特集 現場を巻き込む熱意を持て! 教育担当者が変えるこれからの若年次教育
基本を、しっかりと職場ぐるみで育成する
本誌では、昨年7月号の特集「基本のできる若手を育てる」で、若年次社員の育成課題として次の2つを挙げた。1つは、若手の「読む力、書く力、考える力」という“基本能力”を土台として、「挨拶や報・連・相、主体性」といった基本行動・基本態度をしっかりと身につけさせること。もう1つは、受け入れ側となる職場の育成力の向上である。すなわち「基本を、じっくりと、職場ぐるみで育てる」ことが、配属先による教育レベルのバラツキを是正するために、欠かせない方策であると提言した。
今、あえて「基本」にこだわるのは、若手社員の基本能力低下を問題視する教育担当者が増えているからだ。原因として、ゆとり教育の影響を指摘する向きもあるが、それは目の前の社員教育を担う教育担当者にとっては虚しい議論でしかない。日本能率協会マネジメントセンターが例年、実施している採用・教育担当者へのアンケート(『若手社員に対する問題意識』図表1)でも、若年次教育に高い関心が寄せられており、中でも「配属後の職場(現場)教育のあり方に問題意識を持っている」教育担当者が増えている(図表2)。
さらに、「組織の持続可能性」という視点から、新入社員の採用・育成の効用を再認識する傾向も出てきた。急速なグローバル化もあり、一人ひとりの個性を活かす人材マネジメントはますます重要性を増している。「多様性の確保と組織としての一体感の醸成を同時にめざす」という新たな人材育成課題もクローズアップされている。これに対応する形で「ウェイ(組織価値観)」を明示・浸透させようとしている企業の取り組みを6月号でも紹介した。
今号で事例として取り上げた日本モレックス(P42)では、「持続可能な組織づくり」をめざし、新卒採用中心へと舵を切り、ウェイをしっかりと教育している。今後、「自社のDNA継承のための人材育成投資」という側面からも、新卒採用・育成の重要性がますます高まっていくものと思われる。
職場ぐるみの育成を阻む課題
「基本の定着」や「価値観の浸透」は、若年次から計画的・継続的に行う必要がある。今回のオピニオンである中原淳・東京大学准教授(P26)は、「育成機会として特に重要なのは、“職場で何かが起きた時”であり、その瞬間に、誰かがきちんと目をかけていることの蓄積こそが、基本の定着や価値観の浸透に大きく影響する」と指摘している。新入社員にとっては“毎日が初体験”だ。会議、出張、資料作成、報・連・相、接待や飲み会――それぞれの機会が絶好の育成機会なのだ。ここに、改めて職場ぐるみの育成=真のOJTのあり方が問われている。

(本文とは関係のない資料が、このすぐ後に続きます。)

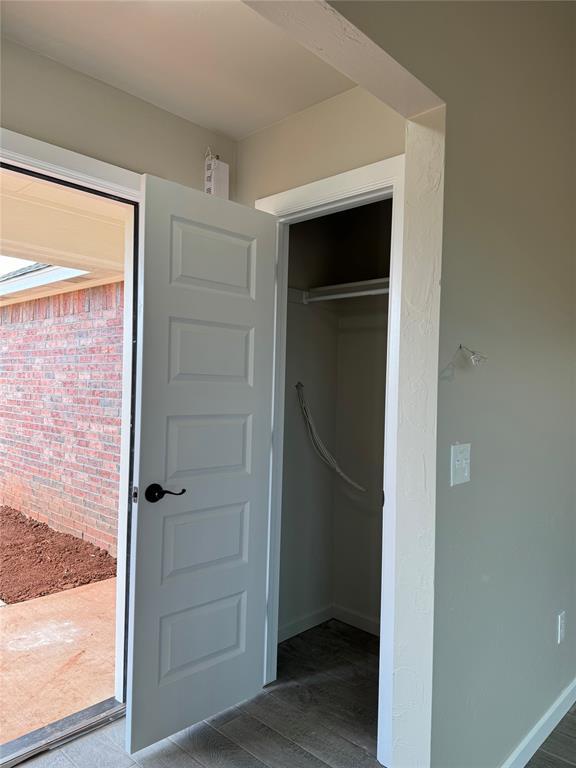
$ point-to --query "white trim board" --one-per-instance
(65, 165)
(338, 612)
(370, 624)
(302, 623)
(542, 729)
(374, 182)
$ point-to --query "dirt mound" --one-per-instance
(36, 561)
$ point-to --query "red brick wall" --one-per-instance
(60, 400)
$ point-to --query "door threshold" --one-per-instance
(54, 735)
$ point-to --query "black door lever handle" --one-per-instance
(155, 492)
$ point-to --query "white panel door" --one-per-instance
(197, 601)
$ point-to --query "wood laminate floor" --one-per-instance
(320, 712)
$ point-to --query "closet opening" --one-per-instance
(333, 467)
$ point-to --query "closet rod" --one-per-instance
(376, 287)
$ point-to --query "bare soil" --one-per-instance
(36, 561)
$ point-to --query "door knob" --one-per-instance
(155, 492)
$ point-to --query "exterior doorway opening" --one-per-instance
(66, 345)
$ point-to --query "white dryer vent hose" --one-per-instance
(317, 443)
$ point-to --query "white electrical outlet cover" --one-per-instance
(459, 463)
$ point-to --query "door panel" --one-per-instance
(198, 566)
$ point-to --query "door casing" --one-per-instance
(69, 167)
(378, 181)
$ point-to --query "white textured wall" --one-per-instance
(505, 544)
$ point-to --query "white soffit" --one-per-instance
(216, 63)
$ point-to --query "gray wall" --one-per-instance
(361, 383)
(341, 133)
(48, 101)
(506, 555)
(306, 579)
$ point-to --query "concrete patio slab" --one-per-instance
(56, 656)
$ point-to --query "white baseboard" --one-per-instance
(543, 728)
(302, 623)
(312, 619)
(356, 619)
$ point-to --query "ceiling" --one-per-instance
(216, 63)
(53, 224)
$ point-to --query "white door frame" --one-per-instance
(360, 186)
(70, 167)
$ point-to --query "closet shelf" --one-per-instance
(341, 291)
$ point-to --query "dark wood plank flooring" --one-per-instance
(559, 749)
(320, 712)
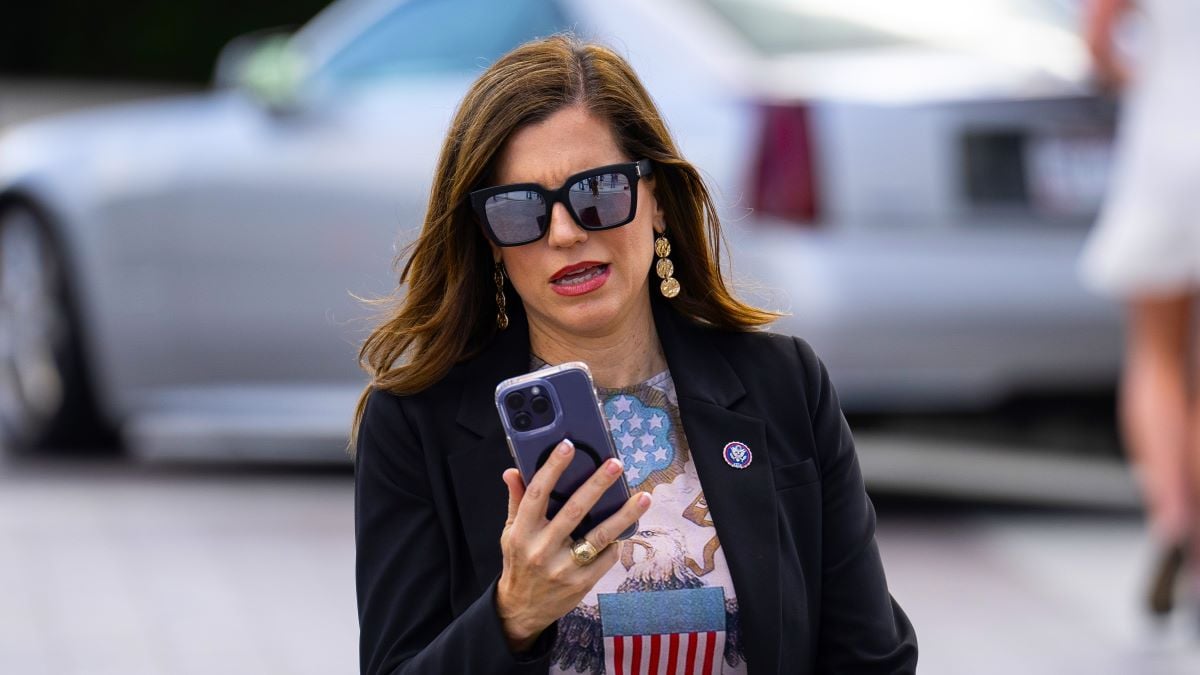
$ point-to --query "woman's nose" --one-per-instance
(563, 230)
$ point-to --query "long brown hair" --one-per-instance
(449, 312)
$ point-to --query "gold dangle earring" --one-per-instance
(502, 318)
(665, 268)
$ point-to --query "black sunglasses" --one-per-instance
(597, 198)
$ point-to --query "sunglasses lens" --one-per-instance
(603, 201)
(516, 217)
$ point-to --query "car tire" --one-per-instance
(47, 402)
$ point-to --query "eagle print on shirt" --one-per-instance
(675, 549)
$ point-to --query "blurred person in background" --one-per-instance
(454, 579)
(1145, 251)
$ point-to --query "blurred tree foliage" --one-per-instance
(163, 40)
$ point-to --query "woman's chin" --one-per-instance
(597, 317)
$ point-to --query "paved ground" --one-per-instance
(109, 568)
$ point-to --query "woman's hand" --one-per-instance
(540, 580)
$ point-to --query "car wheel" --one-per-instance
(46, 401)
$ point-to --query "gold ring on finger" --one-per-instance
(583, 553)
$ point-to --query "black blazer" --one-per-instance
(796, 526)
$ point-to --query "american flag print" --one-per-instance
(676, 632)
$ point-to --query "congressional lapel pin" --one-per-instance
(737, 454)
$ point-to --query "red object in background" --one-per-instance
(784, 184)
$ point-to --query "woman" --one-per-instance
(1145, 251)
(755, 547)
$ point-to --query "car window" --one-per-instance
(783, 27)
(441, 36)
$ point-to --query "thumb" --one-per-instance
(516, 490)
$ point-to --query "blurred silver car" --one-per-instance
(911, 181)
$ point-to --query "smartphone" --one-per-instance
(540, 408)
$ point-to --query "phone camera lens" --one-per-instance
(514, 400)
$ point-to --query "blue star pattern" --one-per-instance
(642, 435)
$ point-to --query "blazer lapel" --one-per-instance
(481, 453)
(742, 501)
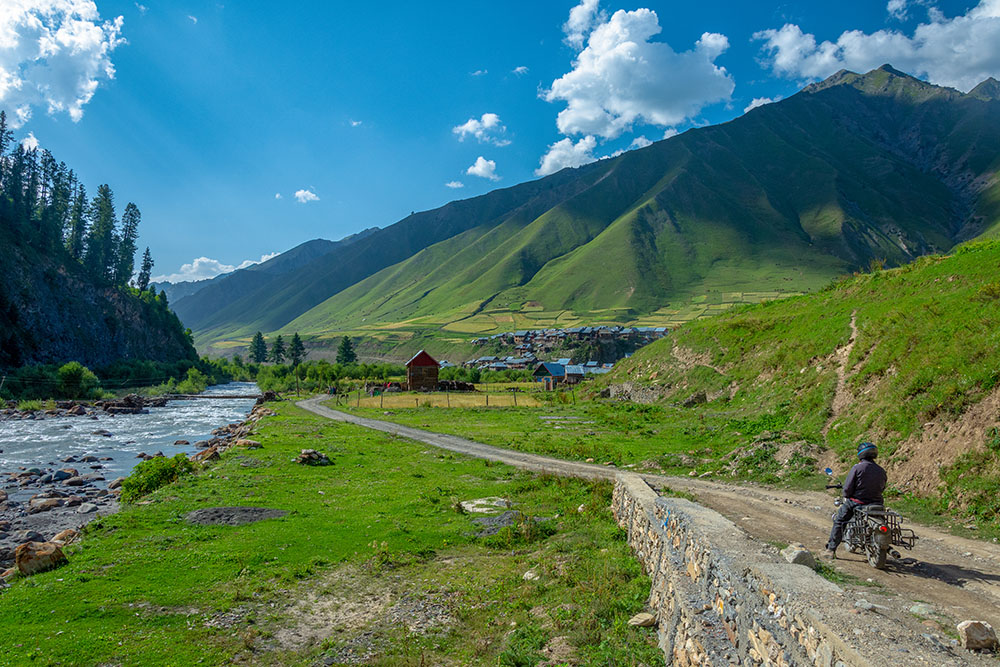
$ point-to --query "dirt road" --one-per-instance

大切なことは、この考え方を「いかに現場で実践するか」である。実際、現場のマネジャーは目の前の激しい競争と目標達成に向けたプレッシャーの中で多忙な毎日を過ごしている。いわゆるプレイングマネジャー化が進んだことで、こうした傾向は年々強くなっている。新人指導の大切さは認識していても、十分な指導を行えるマネジャーはどれくらいいるだろうか。一から育てるよりも、「即戦力で成果を上げてくれる人材がほしい」という声が人事部門に寄せられる企業も少なくない。
一方、教わる側の新人も「受け身」の傾向を強めている。先述のアンケート結果でも、「若手社員に対する問題意識」の2番目に「主体性(やる気)の不足」が挙げられており、「いわれたことしかやらない・できない」新人の傾向が顕著になっている。
日本生産性本部は、2010年度入社の新入社員を「ETC型」と命名した。「性急に関係を築こうとすると直前まで心のバーが開かない」とし、「上司や先輩はスピードの出し過ぎにご用心。会社は、ゆとりを持って接し、永く活躍できるよううまく育ててほしい」と結んでいる。